Izawa Towel is trying to absorb a would-be block sale before it hits regular trading. The company said its board approved a repurchase of up to 600,000 common shares, equal to 6.2% of shares outstanding excluding treasury stock, for up to ¥436.8mn after a major shareholder indicated an intention to sell. The order is scheduled for 8:45am on June 26 through the Tokyo Stock Exchange's ToSTNeT-3 facility at ¥728 a share, which was the June 25 closing price.
| Feature | Detail |
|---|---|
| Price | ¥728 per share |
| Maximum shares | 600,000 |
| Share of stock outstanding | 6.2% excluding treasury shares |
| Maximum spend | ¥436.8mn |
| Execution time | 8:45am on June 26, 2026 |
| Order condition | Valid only for that session, matched against sell orders up to the planned amount |
| Result announcement | After the 8:45am session |
| Stated reason | Improve capital efficiency and per-share earnings, expand shareholder returns, and avoid market supply-demand disruption from a major shareholder sale |
| Shares outstanding excluding treasury | 9,700,000 |
| Treasury shares held | 300,000 |
A fixed-price, one-session order
This is a tightly bounded repurchase rather than a broad market programme. Izawa Towel said it will place the order only for the 8:45am session, keep the price fixed at ¥728, and make no shift to another trading method or time. The buy order will be matched against sell orders up to the planned amount, and the company said it will publish the result after that session ends.

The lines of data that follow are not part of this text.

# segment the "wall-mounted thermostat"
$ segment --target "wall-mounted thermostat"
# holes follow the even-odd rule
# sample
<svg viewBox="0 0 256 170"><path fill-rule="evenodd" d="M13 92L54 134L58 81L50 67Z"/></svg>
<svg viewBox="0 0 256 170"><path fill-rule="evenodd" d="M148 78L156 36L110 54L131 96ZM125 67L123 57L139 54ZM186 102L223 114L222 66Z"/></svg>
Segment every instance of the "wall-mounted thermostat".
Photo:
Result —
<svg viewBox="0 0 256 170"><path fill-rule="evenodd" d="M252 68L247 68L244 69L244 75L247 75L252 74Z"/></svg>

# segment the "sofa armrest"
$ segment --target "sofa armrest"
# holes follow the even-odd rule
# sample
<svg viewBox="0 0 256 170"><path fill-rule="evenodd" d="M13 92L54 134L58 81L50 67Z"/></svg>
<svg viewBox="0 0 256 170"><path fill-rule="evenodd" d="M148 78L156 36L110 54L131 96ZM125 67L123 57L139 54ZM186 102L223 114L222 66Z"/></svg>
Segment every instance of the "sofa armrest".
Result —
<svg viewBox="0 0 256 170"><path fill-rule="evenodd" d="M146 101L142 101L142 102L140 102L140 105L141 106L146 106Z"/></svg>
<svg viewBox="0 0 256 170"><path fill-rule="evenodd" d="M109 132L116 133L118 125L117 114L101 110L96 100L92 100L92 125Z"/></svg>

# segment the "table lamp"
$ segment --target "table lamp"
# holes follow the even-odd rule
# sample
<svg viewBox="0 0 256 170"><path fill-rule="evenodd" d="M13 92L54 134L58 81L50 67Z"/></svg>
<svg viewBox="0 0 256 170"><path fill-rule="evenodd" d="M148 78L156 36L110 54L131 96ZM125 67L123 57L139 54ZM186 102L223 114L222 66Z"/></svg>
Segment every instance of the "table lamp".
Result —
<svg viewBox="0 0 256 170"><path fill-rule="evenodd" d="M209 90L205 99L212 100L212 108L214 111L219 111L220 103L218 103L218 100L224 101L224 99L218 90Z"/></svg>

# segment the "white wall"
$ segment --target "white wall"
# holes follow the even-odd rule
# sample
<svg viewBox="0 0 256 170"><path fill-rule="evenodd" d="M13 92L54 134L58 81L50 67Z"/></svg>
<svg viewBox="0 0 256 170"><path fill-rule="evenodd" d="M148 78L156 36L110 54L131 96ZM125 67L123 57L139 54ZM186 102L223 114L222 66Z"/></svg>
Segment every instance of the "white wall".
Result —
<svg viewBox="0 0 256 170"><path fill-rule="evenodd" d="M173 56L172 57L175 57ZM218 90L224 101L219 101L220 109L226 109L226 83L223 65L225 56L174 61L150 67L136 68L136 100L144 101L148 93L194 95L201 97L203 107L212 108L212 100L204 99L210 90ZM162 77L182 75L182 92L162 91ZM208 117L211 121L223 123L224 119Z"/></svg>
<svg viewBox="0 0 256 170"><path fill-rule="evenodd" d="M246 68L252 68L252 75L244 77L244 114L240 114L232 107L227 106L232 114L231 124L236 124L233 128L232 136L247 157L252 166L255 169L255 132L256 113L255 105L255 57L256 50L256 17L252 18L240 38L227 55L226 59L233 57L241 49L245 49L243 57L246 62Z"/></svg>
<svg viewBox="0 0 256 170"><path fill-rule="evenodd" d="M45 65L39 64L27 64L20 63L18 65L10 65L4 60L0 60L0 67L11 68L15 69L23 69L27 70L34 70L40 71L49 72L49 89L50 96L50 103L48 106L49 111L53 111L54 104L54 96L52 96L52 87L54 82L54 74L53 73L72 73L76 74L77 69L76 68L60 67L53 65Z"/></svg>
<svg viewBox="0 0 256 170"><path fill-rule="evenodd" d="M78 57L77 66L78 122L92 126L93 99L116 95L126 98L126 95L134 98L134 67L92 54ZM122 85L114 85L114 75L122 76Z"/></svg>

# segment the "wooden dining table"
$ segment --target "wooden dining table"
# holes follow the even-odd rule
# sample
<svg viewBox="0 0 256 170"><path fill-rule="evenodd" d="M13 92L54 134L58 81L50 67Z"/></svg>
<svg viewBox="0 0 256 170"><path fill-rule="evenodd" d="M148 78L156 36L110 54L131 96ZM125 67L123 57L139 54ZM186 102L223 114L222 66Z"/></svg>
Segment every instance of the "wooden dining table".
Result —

That structure matters because the company's own explanation is about trading mechanics as much as capital policy. It said it wants to improve capital efficiency and per-share earnings, expand shareholder returns, and avoid disrupting supply and demand in the market after receiving notice of a major shareholder's intent to sell.
What is clear, and what is not
The disclosure gives investors clear terms but only partial context. The cap is 600,000 shares, the maximum spend is ¥436.8mn, and the company cannot increase the order size for that session. As of June 25, it had 9,700,000 shares outstanding excluding treasury stock and held 300,000 shares in treasury.
The important unknown is the seller. The notice does not identify the major shareholder or say whether that holder wants to sell more than the company's cap. It also warns that some or all of the repurchase may not happen, depending on market conditions and orders. So the disclosure sets the mechanics for a controlled one-session buyback, but not the final size of the trade.
For readers, the announcement shows one way an issuer can try to absorb a large holder's planned sale without sending the stock straight into regular trading. Neat in design, yes. Guaranteed in size, no.